Kalifa Fabrice DEMBELE

Le Président par intérim, Monsieur Dioncounda Traoré a préconisé le dialogue avec les membres des groupes modérés, tel que, le MNLA, mouvement Touareg, par lequel, la crise a commencé au Mali, le 17 Janvier 2012. Il dit ouvertement  disqualifier les autres protagonistes des discussions pour la réconciliation et la reconstruction nationale. Justifiant la mise à l’écart des autres groupes armés et djihadistes, Ancar Eddine, MUJAO, Boco-haram,…, Monsieur Traoré, défendra clairement ses mots en disant que le pays n’a jamais connu un conflit religieux depuis son indépendance, et n’est nullement en guerre contre l’islam.
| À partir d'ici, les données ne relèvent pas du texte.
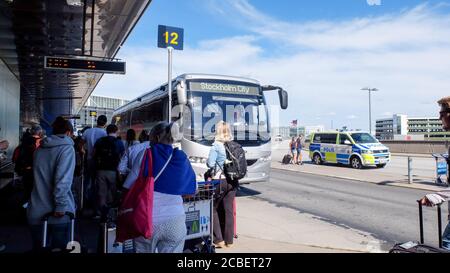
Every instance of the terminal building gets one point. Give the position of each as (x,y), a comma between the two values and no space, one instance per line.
(32,31)
(401,127)
(99,106)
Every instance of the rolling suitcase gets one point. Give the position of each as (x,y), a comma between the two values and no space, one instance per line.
(421,247)
(72,246)
(287,159)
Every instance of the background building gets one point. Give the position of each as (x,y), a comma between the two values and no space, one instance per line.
(400,127)
(387,128)
(314,129)
(283,131)
(102,106)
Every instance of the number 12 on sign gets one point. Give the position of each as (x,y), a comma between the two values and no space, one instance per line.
(170,37)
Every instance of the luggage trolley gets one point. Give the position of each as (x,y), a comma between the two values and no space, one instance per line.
(199,218)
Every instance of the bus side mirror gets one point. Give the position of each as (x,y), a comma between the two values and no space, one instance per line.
(181,93)
(283,99)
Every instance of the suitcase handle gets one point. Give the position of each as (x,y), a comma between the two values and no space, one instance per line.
(439,213)
(48,216)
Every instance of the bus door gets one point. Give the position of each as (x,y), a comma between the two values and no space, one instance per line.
(328,147)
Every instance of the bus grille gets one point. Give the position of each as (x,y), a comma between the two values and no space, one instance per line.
(251,162)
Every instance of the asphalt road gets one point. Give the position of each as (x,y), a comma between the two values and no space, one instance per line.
(389,213)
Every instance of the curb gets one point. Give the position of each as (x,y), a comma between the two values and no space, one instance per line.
(315,246)
(412,187)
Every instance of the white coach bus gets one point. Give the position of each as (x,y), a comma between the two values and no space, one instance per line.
(199,101)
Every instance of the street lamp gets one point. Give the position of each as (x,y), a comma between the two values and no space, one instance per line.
(370,105)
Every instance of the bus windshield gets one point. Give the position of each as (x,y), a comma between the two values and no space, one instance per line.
(361,138)
(246,114)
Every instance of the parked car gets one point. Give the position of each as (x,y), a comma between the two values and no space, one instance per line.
(357,149)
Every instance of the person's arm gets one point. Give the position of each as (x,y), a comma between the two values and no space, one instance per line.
(212,158)
(63,180)
(4,144)
(123,165)
(134,172)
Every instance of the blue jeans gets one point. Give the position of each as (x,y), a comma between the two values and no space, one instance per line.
(57,236)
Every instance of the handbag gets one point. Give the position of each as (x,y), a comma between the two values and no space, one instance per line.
(135,217)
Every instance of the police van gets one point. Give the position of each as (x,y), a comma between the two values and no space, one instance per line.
(357,149)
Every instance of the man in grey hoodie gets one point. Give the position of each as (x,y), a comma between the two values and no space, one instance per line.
(53,167)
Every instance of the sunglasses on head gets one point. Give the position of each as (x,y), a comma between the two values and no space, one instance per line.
(443,113)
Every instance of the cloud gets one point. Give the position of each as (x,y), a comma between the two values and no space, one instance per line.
(322,64)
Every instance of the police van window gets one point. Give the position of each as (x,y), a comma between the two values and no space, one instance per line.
(317,138)
(330,139)
(343,138)
(325,138)
(362,138)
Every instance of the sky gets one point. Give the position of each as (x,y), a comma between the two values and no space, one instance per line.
(323,52)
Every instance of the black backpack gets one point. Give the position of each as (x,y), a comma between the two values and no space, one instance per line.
(236,168)
(107,156)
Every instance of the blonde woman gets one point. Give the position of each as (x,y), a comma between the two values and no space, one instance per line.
(225,192)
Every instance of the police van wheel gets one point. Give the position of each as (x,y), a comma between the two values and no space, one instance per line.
(356,163)
(317,160)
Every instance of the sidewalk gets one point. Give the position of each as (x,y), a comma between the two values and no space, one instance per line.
(395,174)
(366,175)
(263,227)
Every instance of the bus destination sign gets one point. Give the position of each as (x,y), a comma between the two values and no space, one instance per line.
(224,88)
(84,65)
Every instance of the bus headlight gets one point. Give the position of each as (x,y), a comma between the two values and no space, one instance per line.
(266,159)
(197,160)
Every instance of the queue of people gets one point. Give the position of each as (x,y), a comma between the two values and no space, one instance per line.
(295,147)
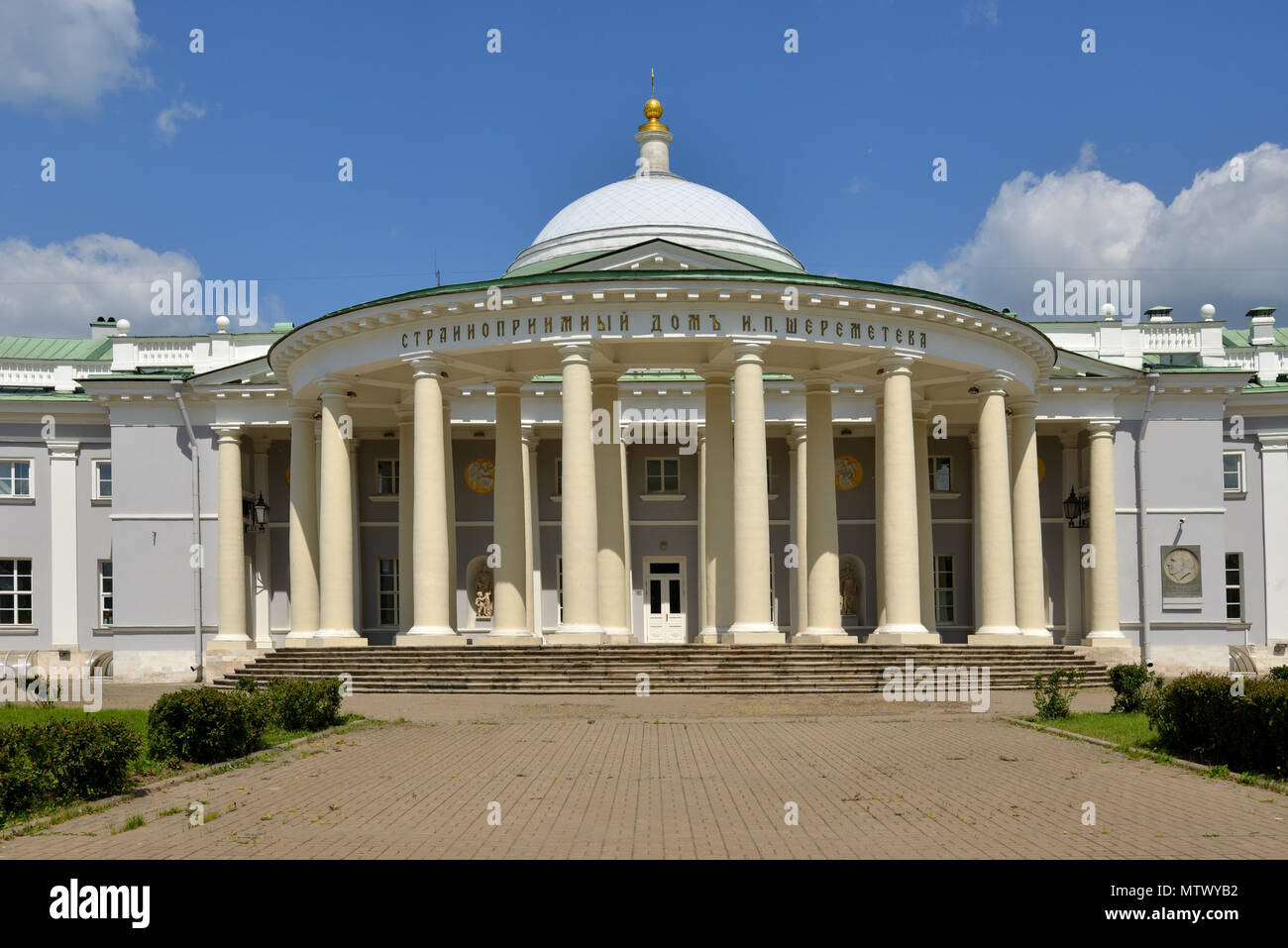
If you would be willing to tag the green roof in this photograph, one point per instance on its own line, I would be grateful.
(51, 350)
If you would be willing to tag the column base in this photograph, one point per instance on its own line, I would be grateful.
(219, 644)
(575, 639)
(902, 638)
(823, 639)
(335, 640)
(1107, 640)
(507, 640)
(752, 634)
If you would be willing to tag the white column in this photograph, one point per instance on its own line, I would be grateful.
(752, 613)
(822, 545)
(509, 523)
(579, 515)
(450, 498)
(901, 559)
(232, 545)
(430, 548)
(352, 445)
(925, 524)
(532, 511)
(1026, 523)
(1104, 629)
(798, 451)
(263, 558)
(62, 544)
(335, 522)
(1072, 548)
(716, 485)
(996, 552)
(1274, 511)
(304, 528)
(406, 507)
(612, 537)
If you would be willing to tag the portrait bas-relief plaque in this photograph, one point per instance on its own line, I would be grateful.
(1181, 575)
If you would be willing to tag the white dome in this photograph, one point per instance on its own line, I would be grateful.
(655, 206)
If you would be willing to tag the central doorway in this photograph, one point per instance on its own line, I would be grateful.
(665, 601)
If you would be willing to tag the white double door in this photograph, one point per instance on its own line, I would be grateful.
(665, 601)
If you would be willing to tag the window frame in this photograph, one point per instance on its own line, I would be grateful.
(394, 476)
(13, 594)
(1240, 473)
(381, 592)
(97, 481)
(13, 479)
(949, 590)
(1236, 586)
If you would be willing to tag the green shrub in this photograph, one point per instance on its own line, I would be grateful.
(62, 760)
(1052, 693)
(205, 725)
(303, 704)
(1198, 716)
(1128, 683)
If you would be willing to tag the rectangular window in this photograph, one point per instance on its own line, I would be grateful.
(662, 474)
(102, 480)
(14, 591)
(1234, 584)
(940, 474)
(16, 479)
(386, 478)
(387, 571)
(104, 591)
(945, 595)
(1232, 472)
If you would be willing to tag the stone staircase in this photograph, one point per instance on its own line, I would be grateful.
(671, 669)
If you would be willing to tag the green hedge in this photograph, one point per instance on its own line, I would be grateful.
(63, 760)
(205, 725)
(1198, 716)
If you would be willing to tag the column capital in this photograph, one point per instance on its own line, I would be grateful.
(1024, 406)
(63, 449)
(425, 365)
(991, 384)
(748, 351)
(898, 363)
(575, 352)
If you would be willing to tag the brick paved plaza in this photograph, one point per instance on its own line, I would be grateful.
(686, 777)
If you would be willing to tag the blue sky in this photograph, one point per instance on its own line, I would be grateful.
(468, 154)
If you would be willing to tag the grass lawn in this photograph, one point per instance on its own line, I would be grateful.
(1129, 729)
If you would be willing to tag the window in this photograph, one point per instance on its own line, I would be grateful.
(104, 591)
(14, 479)
(940, 474)
(945, 596)
(387, 570)
(102, 480)
(14, 591)
(386, 478)
(1232, 472)
(662, 474)
(1234, 584)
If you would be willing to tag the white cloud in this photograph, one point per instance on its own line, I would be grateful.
(1219, 241)
(68, 52)
(167, 123)
(59, 288)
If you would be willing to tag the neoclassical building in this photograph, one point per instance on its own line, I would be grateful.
(655, 427)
Dans la feuille de route de la Transition, Signé du Premier Ministre, Django Sissoko, il est clairement notifié que les prochaines étapes seront décisives, tant au nord, qu’au sud  tout en respectant la résolution 2085 de L’ONU concernant le Mali. L’organisation d’une élection transparente, crédible, et ouverte devrait être l’une des priorités des étapes à venir. A ce point, la communauté internationale et l’ONU, et tous les partenaires techniques, amis du Mali devraient s’investir utilement pour une reconstruction totale du pays. Le Mali ne peut se développer sans des institutions fortes,  telles que la réforme de l’armée Nationale, la reconstruction d’une justice forte et indépendante, de l’installation d’instrument de régulation et de répression, la régulation de la communication, la lutte contre la corruption, l’incivisme fiscal, la réforme de l’éducation de la base au sommet, un programme de sante bien établie.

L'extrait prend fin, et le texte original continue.